In Praise of Sesame Baguettes in Paris
I suppose I’m doing all those things the diet-police are advising against – namely having fat and carbohydrates for breakfast in lieu of “healthier” options, like having a bowl of kale-flecked quinoa or downing a cilantro smoothie. But as much as I like fruits and vegetables (and herbs), the only thing I am able to face first thing in the morning is something a little less threatening – namely bread, salted butter, and coffee. And that’s all.
For a while, I was adding a swipe of chestnut or buckwheat honey to my butter-smeared morning ritual, but since deciding that one seemed to be fighting the other on my plate (and who wants to referee their breakfast?), salted butter won out over the honey. Which has also been easier since I’ve been getting regular deliveries of salted butter from Normandy (thanks Jennifer!), which is so good that adding anything to it, like honey or jam, is the equivalent of putting herbs in a perfectly good smoothie.
Years ago I wrote about my crack baguette, the bread that I could never get enough of. Whose disappearance I still haven’t recovered from, even though it’s been probably five years since it was mercilessly snatched from my breakfast plate. At one point, someone tried to pin the demise of the bakery on me, for not giving up their address. (Because like cable television and mobile phone service in France, if something is working for you, you don’t touch it. You leave it alone.) But since living in a culture of c’est pas ma faute, I think I could hardly be blamed when the elderly couple that ran the bakery finally decided on retirement. And believe me, if I had sway over who could retire, I’d be working on that list at this very moment.
Fortunately, a number of other bakeries make a baguette au sésame, and others have taken the place on my plate (although not quite in my heart) of the boulanger who made that excellent sesame baguette up at Barbès. Folks will often ask me about baguette recipes, or want to find out how Parisians make baguettes at home. And while I am sure there are one or two people right currently proofing their yeast so they can wake up tomorrow morning at 2:30 am to begin shaping their morning loaves, the other 99.99% of us in Paris that are happy to head to the corner bakery for our baguettes.
And really, it’s also part of a daily ritual to go stand in line at the neighborhood bakery, make some obligatory small-talk with the counterperson (at least in my case, because I want to keep them on my good side), then heading home with your loaf. My bakery, however, runs out of sesame baguettes first thing in the morning, which, of course, begs the question – which I posed to them the other day): Why not make more?

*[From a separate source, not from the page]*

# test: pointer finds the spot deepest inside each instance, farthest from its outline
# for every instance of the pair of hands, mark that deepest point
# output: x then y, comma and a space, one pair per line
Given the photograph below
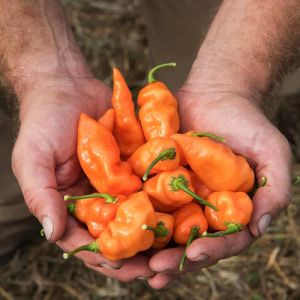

I guess it’s a little hard to comprehend the concept of if you are a business and there is a big demand for something you are making, you might want to consider ramping up production. Instead it’s pas notre faute (not our fault) and they told me that I could reserve a sesame baguette by calling them, which sounds a little odd to me. Nevertheless, I’m considering it, because I’m tired of waking up at 5:45 am and waiting in line at the bakery in the rain with my pillow and sleeping bag just to make sure I get a sesame baguette.
Still, those sesame-crusted breads have captivated me and I suppose unless I start making my own baguettes at home (and seriously, I’m probably the only one in Paris with an oven big enough to bake a baguette in, so there goes that excuse), I’m going to have to spent more sleepless nights wondering if I’ll make it over there in time to get my morning loaf. And continue to make sure my alarm clock is in tip-top working order. Or simply get a tent.
UPDATE: A bakery in Paris is now making excellent sesame baguettes (with a touch of curry), Boulangerie Utopie. They’re listed on my Paris Pastry page.